Any vs. AnyObject

Swift provides two special type aliases for working with non-specific types:

Let’s assume we have Movie class…

class Movie {
    let title: String
    init(_ title: String) {
        self.title = title;
    }
    func simpleDescription() -> String {
        return "Title: \"\(title)\"."
    }
}

There is one interesting thing in the above example – the _ sign:

We can use _ sign when we want to omit providing parameter name in init method.

In this case we can create Movie object like this…

Movie("Forrest Gump")

…instead of

Movie(title: "Forrest Gump")

If we would like to create an array holding Movie instances and also some other class type instances, we can do it like this:

var anyObjectThings = [AnyObject]()

As we want to hold only class instances we don’t have to use [Any] type alias.

We than append new Movie object to the array like this:

anyObjectThings.append(Movie("Forrest Gump"))

println((anyObjectThings[0] as Movie).simpleDescription()) 
// returns "Title: "Forrest Gump"."

We use [Any] when we want to support more than just class types, for eg.:

var anyThings = [Any]()

anyThings.append(42)
anyThings.append(3.14159)
anyThings.append("hello")
anyThings.append((3.0, 5.0))
anyThings.append(Movie("Godzilla"))

Also see my previous blog post on creating Arrays and Dictionaries with various value types here.

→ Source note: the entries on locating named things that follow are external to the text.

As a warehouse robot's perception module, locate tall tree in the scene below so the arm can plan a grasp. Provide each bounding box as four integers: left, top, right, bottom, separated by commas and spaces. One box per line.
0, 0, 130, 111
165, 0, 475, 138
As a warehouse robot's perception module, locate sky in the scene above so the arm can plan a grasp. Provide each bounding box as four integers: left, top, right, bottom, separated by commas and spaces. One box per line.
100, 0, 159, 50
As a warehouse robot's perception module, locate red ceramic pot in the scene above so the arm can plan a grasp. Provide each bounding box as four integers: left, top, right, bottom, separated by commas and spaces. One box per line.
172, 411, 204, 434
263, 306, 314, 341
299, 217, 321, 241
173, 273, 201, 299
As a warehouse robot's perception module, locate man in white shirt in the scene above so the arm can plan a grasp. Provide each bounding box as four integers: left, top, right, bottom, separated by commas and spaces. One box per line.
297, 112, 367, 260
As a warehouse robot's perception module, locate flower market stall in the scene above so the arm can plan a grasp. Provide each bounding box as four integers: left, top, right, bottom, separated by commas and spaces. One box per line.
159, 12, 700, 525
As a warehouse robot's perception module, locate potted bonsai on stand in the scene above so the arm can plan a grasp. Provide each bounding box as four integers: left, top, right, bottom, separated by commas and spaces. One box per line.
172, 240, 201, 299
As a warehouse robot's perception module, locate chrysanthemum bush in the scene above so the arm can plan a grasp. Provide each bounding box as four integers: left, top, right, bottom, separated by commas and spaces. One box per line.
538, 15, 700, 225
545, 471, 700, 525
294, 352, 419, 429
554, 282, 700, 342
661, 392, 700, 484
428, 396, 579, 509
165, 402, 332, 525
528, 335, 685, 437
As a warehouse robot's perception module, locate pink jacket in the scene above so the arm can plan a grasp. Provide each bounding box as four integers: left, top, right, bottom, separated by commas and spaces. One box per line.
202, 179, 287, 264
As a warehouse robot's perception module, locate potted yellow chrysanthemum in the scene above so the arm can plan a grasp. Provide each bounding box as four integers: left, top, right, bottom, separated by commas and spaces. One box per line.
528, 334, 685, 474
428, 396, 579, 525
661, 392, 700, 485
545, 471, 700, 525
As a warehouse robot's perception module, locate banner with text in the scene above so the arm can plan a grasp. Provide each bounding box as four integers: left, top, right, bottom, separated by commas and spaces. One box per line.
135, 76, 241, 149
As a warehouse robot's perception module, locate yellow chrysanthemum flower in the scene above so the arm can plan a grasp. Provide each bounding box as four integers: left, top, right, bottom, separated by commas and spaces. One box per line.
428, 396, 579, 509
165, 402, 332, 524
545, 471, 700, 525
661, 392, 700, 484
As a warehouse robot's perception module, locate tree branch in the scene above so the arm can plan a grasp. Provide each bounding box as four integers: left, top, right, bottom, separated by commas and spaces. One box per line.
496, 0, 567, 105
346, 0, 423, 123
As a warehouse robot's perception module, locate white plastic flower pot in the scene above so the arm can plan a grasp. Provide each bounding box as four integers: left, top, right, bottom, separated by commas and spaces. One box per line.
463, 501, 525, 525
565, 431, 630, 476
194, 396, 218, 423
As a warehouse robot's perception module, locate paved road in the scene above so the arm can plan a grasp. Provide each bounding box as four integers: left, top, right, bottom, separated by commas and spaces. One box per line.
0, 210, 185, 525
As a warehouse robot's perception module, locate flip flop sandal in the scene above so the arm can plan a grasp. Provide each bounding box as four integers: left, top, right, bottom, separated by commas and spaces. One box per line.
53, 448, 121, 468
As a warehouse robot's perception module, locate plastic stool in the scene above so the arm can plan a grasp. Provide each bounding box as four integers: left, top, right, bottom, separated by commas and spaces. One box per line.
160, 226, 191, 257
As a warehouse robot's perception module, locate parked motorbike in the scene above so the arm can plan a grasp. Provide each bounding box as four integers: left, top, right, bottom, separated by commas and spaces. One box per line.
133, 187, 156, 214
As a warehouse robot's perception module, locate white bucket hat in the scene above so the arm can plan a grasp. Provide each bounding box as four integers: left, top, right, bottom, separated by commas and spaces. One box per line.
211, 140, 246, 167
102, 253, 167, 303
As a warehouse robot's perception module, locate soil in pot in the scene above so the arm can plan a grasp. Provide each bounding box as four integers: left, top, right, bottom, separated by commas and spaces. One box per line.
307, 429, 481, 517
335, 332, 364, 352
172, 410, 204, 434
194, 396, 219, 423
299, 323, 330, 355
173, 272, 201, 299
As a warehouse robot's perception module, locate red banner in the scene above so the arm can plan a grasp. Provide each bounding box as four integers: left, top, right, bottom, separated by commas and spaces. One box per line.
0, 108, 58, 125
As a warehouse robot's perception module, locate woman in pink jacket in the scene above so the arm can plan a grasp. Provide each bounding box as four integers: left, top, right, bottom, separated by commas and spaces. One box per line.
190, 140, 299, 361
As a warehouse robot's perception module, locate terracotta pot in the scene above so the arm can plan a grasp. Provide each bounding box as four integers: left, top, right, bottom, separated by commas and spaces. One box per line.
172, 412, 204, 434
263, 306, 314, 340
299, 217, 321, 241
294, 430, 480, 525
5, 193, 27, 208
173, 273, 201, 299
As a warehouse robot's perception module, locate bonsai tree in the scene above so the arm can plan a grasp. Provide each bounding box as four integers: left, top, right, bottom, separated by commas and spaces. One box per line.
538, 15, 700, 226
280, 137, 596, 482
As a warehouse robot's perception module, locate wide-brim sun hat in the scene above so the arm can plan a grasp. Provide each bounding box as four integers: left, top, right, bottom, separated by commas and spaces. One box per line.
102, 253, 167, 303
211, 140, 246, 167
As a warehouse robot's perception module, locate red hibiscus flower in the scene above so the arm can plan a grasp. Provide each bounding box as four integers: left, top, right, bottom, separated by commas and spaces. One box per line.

Apple warns to use Any and AnyObject only when you explicitly need the behavior and capabilities they provide. It is always better to be specific about the types you expect to work with in your code.

There are however cases when you will have to use this type aliases for eg. when working with Cocoa APIs, it is common to receive an array with a type of [AnyObject], or “an array of values of any object type”. This is because Objective-C does not have explicitly typed arrays like Swift does.